The Nation Transportation Safety Board estimates about one in every 1.2 million flights ends up in an accident of some kind. And with that factoid, Gary Goldsmith, Chief Pilot of the Eugene Flight Center, said choosing where to sit, making a plan and being aware of your surroundings are essential if you're in a crash situation.

"Look around, just know where the exit is. Maybe make a plan if something does happen. It's rare that it's ever going to happen, but as pilots we all plan for the worst," he said.

Goldsmith said as passengers, we should take the same standard.

"Normally the safest place to sit in any aircraft is toward the rear of the aircraft, especially a large, commercial airliner like we saw this accident happen with the 777," he said.

Goldsmith notes that the front, first class cabins are generally the most unsafe because planes often crash nose first. "It's rare that a plane crashes tail down, a clear indication the pilots were going to slow and low."

If the rear of the aircraft is not where you'd like to sit, Goldsmith says any of the aisle seats are safe, espcially those within a few rows of the emergency exits at the exits themselves.
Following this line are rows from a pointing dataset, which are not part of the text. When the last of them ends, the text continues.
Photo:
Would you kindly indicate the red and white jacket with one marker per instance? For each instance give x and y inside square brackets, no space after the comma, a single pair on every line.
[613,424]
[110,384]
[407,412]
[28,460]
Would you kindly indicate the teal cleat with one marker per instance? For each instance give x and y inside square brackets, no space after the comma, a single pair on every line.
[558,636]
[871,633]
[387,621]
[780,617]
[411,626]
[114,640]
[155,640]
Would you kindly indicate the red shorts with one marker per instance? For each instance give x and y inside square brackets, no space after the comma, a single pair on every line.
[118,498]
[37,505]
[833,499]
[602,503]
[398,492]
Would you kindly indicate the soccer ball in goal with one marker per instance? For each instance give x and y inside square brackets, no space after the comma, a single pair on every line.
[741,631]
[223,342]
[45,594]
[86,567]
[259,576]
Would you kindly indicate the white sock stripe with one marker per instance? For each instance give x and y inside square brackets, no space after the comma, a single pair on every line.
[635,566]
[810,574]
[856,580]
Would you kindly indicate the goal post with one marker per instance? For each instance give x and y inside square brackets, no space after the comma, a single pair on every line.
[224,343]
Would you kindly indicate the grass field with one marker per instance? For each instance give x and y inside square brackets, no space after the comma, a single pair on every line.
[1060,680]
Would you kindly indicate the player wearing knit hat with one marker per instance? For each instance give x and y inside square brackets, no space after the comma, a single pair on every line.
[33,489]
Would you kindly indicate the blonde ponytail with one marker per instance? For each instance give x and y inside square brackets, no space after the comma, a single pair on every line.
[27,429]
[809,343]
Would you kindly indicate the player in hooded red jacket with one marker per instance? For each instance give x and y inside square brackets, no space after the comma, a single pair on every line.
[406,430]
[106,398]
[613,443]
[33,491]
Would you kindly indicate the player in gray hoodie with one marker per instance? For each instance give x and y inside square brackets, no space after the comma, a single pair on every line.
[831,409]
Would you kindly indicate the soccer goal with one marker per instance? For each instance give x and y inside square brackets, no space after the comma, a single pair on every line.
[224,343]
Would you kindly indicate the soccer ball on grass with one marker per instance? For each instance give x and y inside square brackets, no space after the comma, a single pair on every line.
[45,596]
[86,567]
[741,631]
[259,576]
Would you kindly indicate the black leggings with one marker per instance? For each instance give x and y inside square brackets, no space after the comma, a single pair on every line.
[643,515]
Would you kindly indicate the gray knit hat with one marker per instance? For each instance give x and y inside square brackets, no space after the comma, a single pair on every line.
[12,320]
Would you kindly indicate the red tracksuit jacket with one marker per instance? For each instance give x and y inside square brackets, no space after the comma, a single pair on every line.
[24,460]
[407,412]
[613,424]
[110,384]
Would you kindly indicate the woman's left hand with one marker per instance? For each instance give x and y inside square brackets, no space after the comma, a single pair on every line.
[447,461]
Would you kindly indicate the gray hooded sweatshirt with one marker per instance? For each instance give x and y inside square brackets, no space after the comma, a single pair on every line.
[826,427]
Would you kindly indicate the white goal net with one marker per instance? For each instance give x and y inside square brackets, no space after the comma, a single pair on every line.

"You don't have to try to climb over people, in case somebody was hurt. Follow the aisles, use the armrests as a guide. And stay down until you find the exits."

The passengers on Asiana Airlines Flight 214 has mere seconds to react. Goldsmith said that's very little time to prepare. Goldsmith said making a plan before take-off and listening to pre-flight safety information can save your life.

"The first and last 2-to-3 thousand feet is the most critical time for planes," he said. "That's when the engines are under the most stress."

When asked about reading through the instructions, Goldsmith said don't do it. Instead, "maybe make a plan if something does happen."

Goldsmith says the biggest rule is to not panic. "You're going to have to get off that aircraft as quickly as possible. there's going to be a lot of things happening very quickly, there's going to be a lot of debris, and a lot of baggage floating around."